September 25, 2020
by Vivian Amu
St. John's Parish
click here for photo and information about the writer

Friday of the Twenty-fifth Week in Ordinary Time
Lectionary: 453

Ecclesiastes 3:1-11
Psalm 144:1-2, 3-4
Luke 9:18-22

Praying Ordinary Time

Judging Others? Or Ourselves?

Recently, I found myself thinking about family and friends who have died in the past couple of years.  I remembered singular moments that made me smile…. a comment, a joke, a compliment, laughter, and even moments of tears.  I realized I had never considered at any point that I might not see them again in this life.  I childishly thought that I had unlimited time to know them and fully experience them.  I got comfortable putting off the opportunity to tell them how much they meant to me.  I squandered the time I could have told them how grateful I was for their presence in my life.  Yes, I can always tell them in spirit through the whispers of my heart, but I struggle to remember their faces now, their voices, the way they walked, or even what I loved most about them.  I am left with random singular moments that linger without context.  And with time, those memories will also pass away because memories are only accessible through the generosity of time.

As human beings, we are acutely aware of time…...we are constantly checking our phones, watches, or calendars.  We are constantly asking, “Are we there yet? .... Is it time yet? ......When will it be my turn?”  We need things done at specific times, we want moments we love to last forever, and difficult times to pass quickly.  We imagine that somehow, we have total control of our spiritual growth and journey by selecting specific ages when baptism should occur, or when we should receive our first communion, or get confirmed in the Church.  I have friends who feel that they have failed if they do not get married by a specific age or finish their degree after a specific number of years.  Some even say specific prayers for a special number of days with the hope that their requests will be answered at the end of those days…as if, we can make God do what we ask before it is time for such a request to manifest in our lives if it is meant to be so.  Regardless of what we do to control our lives and our environment, everything happens when it is time.  We will live, and we will die; we will have a lot, and we will lose a lot; we will be restrained, and we will be free.  All in good time……all in God’s time.

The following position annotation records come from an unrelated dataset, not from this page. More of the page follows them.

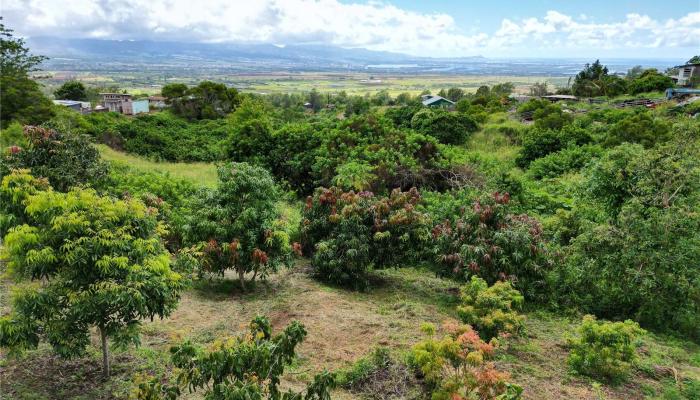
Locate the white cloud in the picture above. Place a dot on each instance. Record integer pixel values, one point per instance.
(375, 25)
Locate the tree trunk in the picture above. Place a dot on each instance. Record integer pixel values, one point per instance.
(241, 277)
(105, 354)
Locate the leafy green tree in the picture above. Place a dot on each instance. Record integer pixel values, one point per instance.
(446, 127)
(489, 241)
(537, 143)
(247, 367)
(650, 81)
(13, 135)
(16, 186)
(502, 89)
(605, 349)
(356, 105)
(66, 160)
(455, 94)
(21, 98)
(639, 263)
(539, 89)
(208, 100)
(640, 128)
(491, 310)
(614, 85)
(238, 224)
(101, 264)
(315, 99)
(71, 90)
(589, 82)
(173, 91)
(634, 72)
(349, 234)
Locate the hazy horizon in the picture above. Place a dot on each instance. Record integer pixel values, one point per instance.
(538, 29)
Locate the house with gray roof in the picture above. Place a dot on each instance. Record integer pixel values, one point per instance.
(436, 101)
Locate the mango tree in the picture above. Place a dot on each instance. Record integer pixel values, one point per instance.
(94, 262)
(238, 225)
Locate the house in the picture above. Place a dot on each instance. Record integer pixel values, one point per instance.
(123, 103)
(79, 106)
(560, 97)
(436, 101)
(156, 102)
(687, 74)
(140, 106)
(116, 102)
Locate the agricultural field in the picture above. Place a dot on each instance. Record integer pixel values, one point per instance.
(351, 83)
(367, 245)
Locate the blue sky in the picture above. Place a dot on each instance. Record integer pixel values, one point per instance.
(507, 28)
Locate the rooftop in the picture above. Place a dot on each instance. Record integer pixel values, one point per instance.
(435, 99)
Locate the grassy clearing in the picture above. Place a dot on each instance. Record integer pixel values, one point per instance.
(201, 173)
(343, 327)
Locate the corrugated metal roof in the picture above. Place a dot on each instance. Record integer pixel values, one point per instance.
(435, 99)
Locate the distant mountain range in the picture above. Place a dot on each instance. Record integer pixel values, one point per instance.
(96, 54)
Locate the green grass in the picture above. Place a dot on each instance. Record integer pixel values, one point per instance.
(201, 173)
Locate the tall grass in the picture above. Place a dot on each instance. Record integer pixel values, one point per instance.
(200, 173)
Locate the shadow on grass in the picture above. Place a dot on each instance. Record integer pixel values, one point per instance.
(224, 289)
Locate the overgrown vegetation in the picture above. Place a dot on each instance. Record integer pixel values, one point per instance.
(588, 209)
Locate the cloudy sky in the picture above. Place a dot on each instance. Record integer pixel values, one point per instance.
(507, 28)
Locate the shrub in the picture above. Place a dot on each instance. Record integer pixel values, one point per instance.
(605, 350)
(15, 189)
(208, 100)
(638, 261)
(101, 265)
(458, 366)
(237, 225)
(639, 128)
(650, 81)
(247, 367)
(163, 136)
(537, 143)
(491, 310)
(446, 127)
(66, 160)
(489, 242)
(563, 161)
(170, 195)
(351, 233)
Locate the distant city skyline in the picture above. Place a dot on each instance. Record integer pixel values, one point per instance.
(439, 28)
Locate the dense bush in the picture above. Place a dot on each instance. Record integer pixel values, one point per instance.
(640, 128)
(490, 242)
(397, 158)
(164, 136)
(208, 100)
(65, 159)
(569, 159)
(170, 195)
(247, 367)
(401, 116)
(349, 234)
(446, 127)
(605, 350)
(15, 189)
(641, 262)
(491, 310)
(537, 143)
(650, 81)
(237, 225)
(458, 366)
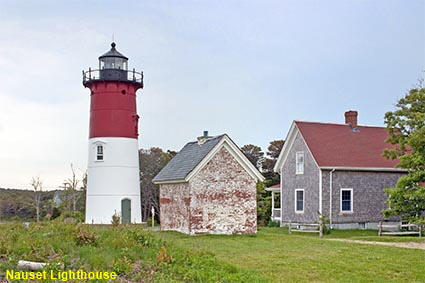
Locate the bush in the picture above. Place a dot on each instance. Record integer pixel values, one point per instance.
(273, 223)
(85, 236)
(116, 219)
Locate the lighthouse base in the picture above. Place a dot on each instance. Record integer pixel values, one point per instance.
(100, 209)
(113, 185)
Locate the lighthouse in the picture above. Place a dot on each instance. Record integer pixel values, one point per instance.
(113, 164)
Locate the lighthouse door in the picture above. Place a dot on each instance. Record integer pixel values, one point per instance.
(126, 211)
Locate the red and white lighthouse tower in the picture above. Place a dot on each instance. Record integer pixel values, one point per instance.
(113, 166)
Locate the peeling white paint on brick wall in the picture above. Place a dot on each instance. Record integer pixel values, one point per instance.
(220, 199)
(174, 203)
(223, 198)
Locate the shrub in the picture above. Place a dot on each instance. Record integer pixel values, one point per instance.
(86, 236)
(116, 219)
(273, 223)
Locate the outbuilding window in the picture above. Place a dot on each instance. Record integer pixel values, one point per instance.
(346, 200)
(299, 166)
(99, 153)
(299, 200)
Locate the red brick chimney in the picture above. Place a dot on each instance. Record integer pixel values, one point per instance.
(351, 118)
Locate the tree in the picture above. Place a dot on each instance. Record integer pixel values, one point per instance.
(406, 126)
(269, 162)
(264, 204)
(37, 186)
(254, 154)
(151, 161)
(72, 190)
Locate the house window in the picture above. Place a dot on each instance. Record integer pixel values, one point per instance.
(299, 200)
(299, 163)
(346, 200)
(99, 153)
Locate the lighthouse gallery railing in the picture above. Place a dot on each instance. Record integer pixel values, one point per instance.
(96, 75)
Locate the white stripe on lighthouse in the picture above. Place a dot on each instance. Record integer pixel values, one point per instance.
(112, 177)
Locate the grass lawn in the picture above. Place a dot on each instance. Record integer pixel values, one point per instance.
(280, 257)
(272, 255)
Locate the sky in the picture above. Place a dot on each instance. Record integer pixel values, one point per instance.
(245, 68)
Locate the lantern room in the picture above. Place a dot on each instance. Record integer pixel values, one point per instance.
(113, 66)
(113, 60)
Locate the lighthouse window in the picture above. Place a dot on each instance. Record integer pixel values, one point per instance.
(99, 153)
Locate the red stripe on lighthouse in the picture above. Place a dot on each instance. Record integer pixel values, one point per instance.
(113, 110)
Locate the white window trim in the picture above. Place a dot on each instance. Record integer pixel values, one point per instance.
(351, 202)
(295, 203)
(96, 144)
(296, 163)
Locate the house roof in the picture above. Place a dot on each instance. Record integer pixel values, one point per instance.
(338, 145)
(274, 188)
(193, 156)
(186, 160)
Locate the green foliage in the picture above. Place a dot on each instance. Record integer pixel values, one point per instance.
(272, 223)
(406, 127)
(254, 154)
(137, 255)
(275, 256)
(85, 235)
(264, 204)
(325, 221)
(122, 265)
(116, 220)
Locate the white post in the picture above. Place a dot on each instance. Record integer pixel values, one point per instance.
(153, 216)
(330, 198)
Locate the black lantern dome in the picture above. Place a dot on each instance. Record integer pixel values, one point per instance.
(113, 60)
(113, 66)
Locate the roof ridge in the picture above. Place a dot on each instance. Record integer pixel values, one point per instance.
(337, 124)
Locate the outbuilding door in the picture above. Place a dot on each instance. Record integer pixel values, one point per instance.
(126, 211)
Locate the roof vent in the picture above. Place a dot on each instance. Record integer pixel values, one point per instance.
(351, 120)
(202, 139)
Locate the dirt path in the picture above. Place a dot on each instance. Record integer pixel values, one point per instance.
(407, 245)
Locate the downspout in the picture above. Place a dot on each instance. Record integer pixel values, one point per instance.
(330, 198)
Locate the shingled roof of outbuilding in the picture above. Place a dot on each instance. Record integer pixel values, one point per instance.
(186, 160)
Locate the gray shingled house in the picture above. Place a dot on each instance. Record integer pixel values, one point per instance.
(336, 170)
(209, 187)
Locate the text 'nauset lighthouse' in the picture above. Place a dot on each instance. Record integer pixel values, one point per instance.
(113, 165)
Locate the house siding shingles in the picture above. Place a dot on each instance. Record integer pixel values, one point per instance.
(368, 194)
(223, 198)
(309, 181)
(174, 201)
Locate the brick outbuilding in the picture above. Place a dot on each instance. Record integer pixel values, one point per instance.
(209, 187)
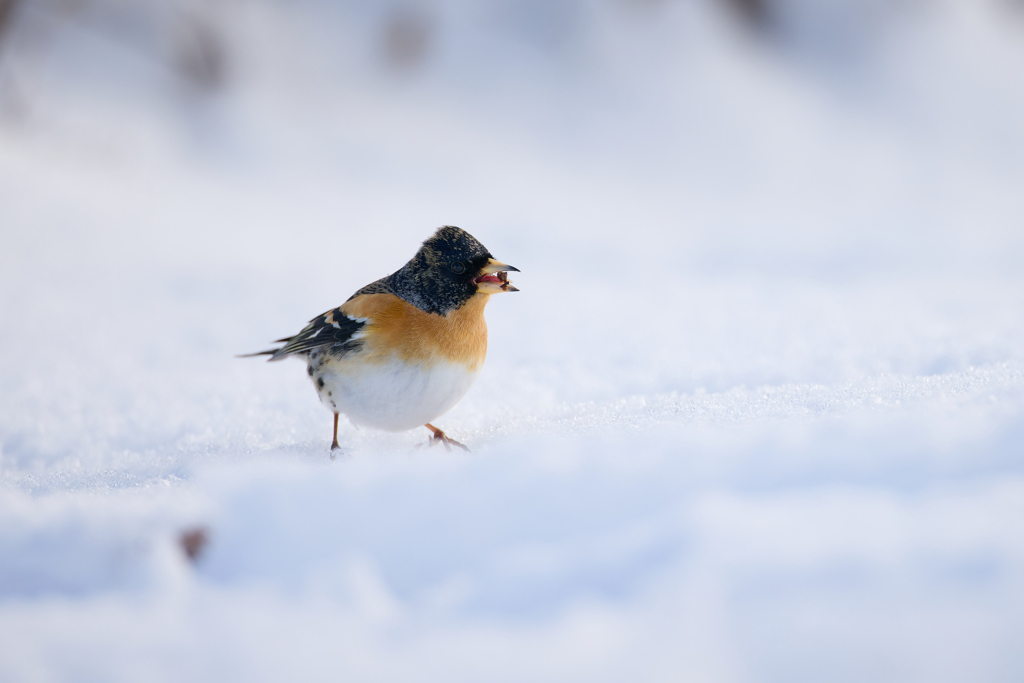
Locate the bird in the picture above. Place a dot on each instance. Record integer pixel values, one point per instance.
(403, 350)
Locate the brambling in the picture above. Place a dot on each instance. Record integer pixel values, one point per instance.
(404, 349)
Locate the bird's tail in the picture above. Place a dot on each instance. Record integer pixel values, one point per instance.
(269, 351)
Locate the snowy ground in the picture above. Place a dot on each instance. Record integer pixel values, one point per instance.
(756, 415)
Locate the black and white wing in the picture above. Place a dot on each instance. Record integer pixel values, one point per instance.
(331, 329)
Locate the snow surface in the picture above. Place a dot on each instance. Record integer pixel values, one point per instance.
(756, 415)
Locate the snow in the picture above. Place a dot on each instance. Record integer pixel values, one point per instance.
(757, 413)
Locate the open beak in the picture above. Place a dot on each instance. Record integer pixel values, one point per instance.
(494, 278)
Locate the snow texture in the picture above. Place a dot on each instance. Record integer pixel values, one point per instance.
(757, 413)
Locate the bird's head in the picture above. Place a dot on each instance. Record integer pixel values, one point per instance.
(450, 268)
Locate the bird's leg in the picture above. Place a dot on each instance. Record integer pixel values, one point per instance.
(334, 444)
(441, 437)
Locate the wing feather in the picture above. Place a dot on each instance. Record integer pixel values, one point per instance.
(332, 328)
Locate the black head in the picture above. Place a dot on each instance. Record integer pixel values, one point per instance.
(443, 273)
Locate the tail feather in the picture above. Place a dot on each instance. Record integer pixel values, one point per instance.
(270, 351)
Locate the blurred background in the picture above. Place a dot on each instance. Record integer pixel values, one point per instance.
(756, 414)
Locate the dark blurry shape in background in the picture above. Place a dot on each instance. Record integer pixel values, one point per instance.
(408, 36)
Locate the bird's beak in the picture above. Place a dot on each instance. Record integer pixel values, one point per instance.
(494, 278)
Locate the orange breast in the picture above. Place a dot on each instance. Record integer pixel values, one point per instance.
(399, 329)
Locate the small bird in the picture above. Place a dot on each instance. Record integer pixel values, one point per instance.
(404, 349)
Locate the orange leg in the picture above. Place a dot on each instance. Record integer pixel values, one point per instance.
(334, 444)
(441, 437)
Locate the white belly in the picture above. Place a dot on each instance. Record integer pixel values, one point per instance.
(393, 395)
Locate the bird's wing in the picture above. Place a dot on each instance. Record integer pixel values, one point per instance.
(332, 328)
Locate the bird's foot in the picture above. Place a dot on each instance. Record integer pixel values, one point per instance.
(438, 436)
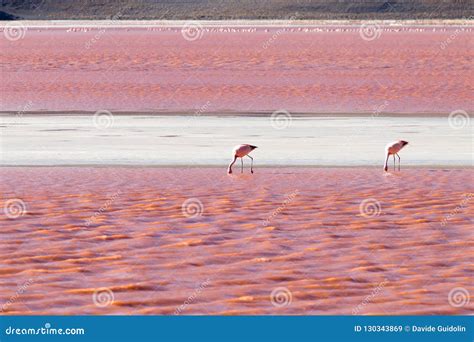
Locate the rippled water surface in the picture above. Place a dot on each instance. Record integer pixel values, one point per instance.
(197, 241)
(308, 69)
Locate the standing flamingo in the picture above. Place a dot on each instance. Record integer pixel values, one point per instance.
(393, 149)
(240, 151)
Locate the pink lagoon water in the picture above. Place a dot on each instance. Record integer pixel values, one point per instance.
(404, 70)
(148, 239)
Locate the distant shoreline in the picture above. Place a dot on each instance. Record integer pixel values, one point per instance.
(243, 23)
(296, 114)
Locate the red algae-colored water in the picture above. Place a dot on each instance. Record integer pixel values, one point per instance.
(198, 241)
(400, 70)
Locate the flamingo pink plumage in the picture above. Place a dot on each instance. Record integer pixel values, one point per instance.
(241, 151)
(393, 149)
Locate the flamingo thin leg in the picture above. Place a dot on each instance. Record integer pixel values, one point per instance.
(251, 164)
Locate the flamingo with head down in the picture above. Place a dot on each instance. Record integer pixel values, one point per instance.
(240, 151)
(393, 149)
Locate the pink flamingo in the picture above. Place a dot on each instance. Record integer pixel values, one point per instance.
(240, 151)
(393, 149)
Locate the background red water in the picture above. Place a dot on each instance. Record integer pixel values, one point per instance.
(158, 70)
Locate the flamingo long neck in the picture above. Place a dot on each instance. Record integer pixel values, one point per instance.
(231, 163)
(385, 165)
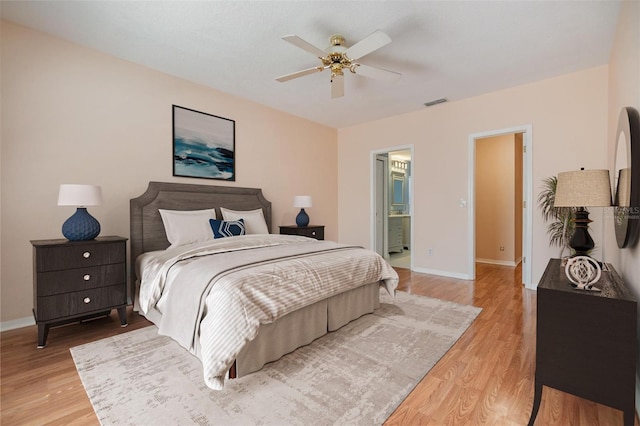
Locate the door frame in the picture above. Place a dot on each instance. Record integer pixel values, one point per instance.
(372, 193)
(527, 196)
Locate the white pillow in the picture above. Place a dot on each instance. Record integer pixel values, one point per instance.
(254, 222)
(187, 227)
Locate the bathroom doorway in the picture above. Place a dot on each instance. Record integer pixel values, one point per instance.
(392, 192)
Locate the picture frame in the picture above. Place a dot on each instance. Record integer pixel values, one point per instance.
(203, 145)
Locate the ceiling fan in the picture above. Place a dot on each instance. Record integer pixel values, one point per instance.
(338, 58)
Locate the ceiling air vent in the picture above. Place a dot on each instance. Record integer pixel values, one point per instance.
(436, 102)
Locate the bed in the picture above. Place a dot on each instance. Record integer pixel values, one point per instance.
(274, 319)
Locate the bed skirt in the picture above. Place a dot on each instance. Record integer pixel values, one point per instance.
(301, 327)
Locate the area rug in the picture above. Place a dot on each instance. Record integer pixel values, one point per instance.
(357, 375)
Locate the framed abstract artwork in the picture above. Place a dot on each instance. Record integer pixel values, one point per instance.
(203, 145)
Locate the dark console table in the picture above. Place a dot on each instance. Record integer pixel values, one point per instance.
(586, 340)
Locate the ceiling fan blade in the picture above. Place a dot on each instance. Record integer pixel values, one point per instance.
(372, 42)
(337, 85)
(297, 74)
(378, 73)
(305, 45)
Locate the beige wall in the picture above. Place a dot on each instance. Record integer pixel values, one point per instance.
(74, 115)
(568, 115)
(624, 90)
(495, 198)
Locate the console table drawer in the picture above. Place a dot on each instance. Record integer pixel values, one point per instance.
(66, 281)
(79, 302)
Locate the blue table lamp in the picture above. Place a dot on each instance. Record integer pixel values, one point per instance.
(81, 226)
(302, 201)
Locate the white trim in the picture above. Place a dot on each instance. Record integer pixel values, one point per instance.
(527, 196)
(443, 273)
(19, 323)
(498, 262)
(637, 394)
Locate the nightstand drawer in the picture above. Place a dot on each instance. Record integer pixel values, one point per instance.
(73, 280)
(312, 231)
(315, 232)
(69, 280)
(74, 256)
(80, 302)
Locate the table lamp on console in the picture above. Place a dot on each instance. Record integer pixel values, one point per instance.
(81, 226)
(583, 188)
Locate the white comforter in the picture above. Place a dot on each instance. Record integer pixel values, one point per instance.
(222, 290)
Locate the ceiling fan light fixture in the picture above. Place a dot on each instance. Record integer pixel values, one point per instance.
(339, 57)
(435, 102)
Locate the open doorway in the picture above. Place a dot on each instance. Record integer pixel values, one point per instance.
(499, 220)
(392, 194)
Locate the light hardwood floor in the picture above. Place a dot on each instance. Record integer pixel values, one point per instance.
(485, 379)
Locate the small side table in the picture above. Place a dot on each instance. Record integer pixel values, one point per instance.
(313, 231)
(74, 280)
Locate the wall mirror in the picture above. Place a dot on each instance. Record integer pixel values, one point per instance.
(627, 178)
(397, 189)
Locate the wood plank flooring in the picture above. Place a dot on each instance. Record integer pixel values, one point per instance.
(485, 379)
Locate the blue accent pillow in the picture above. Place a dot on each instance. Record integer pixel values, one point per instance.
(227, 228)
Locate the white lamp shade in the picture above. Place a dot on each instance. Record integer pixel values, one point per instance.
(302, 201)
(583, 188)
(79, 195)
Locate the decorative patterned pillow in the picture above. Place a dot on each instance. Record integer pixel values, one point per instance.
(227, 228)
(254, 221)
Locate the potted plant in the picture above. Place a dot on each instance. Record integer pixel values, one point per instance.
(562, 225)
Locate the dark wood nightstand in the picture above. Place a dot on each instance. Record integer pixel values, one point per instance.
(586, 340)
(313, 231)
(73, 280)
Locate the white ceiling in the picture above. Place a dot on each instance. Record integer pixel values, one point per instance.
(444, 49)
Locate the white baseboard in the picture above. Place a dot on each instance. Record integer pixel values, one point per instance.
(498, 262)
(442, 273)
(19, 323)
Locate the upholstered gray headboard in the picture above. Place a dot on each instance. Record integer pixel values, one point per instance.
(147, 229)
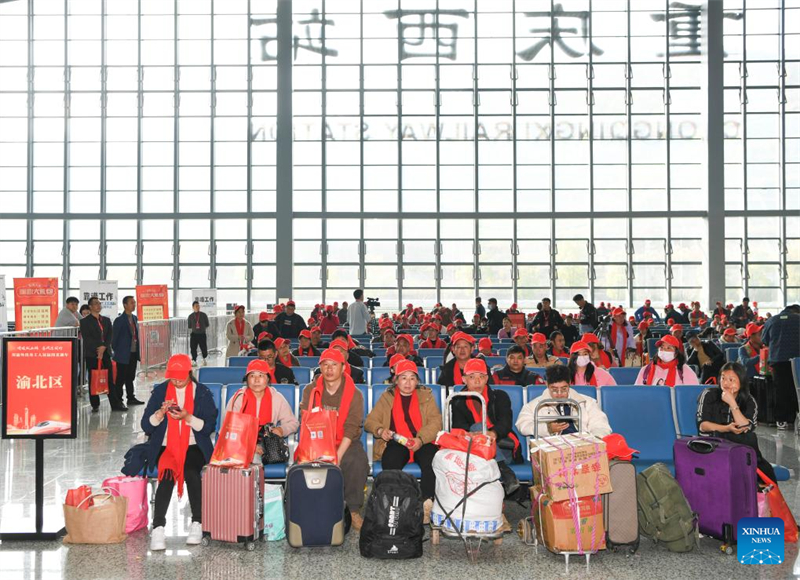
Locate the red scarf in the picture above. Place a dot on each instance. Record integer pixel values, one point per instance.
(174, 456)
(593, 380)
(476, 415)
(671, 367)
(239, 324)
(347, 398)
(399, 418)
(251, 403)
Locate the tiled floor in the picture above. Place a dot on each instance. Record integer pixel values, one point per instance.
(98, 451)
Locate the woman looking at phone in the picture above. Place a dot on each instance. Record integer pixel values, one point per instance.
(179, 419)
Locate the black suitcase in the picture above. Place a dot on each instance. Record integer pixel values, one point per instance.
(315, 508)
(763, 390)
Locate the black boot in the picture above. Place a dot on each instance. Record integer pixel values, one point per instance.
(508, 478)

What would it be like to stop watching our clocks, to stop waiting, and to stop desperately needing to get ahead of ourselves?  What would it be like to just rest in the knowledge that because everything has its time, like the time chosen for Christ to suffer greatly for our sake, there will be a time for everything to be brought to light----a time when we will come to a realization that all that is meant to happen in our lives has its time and place.  When we rest in that knowledge, we become free from our worry, and then we have time to relish and take pleasure in the timelessness of God’s love for us.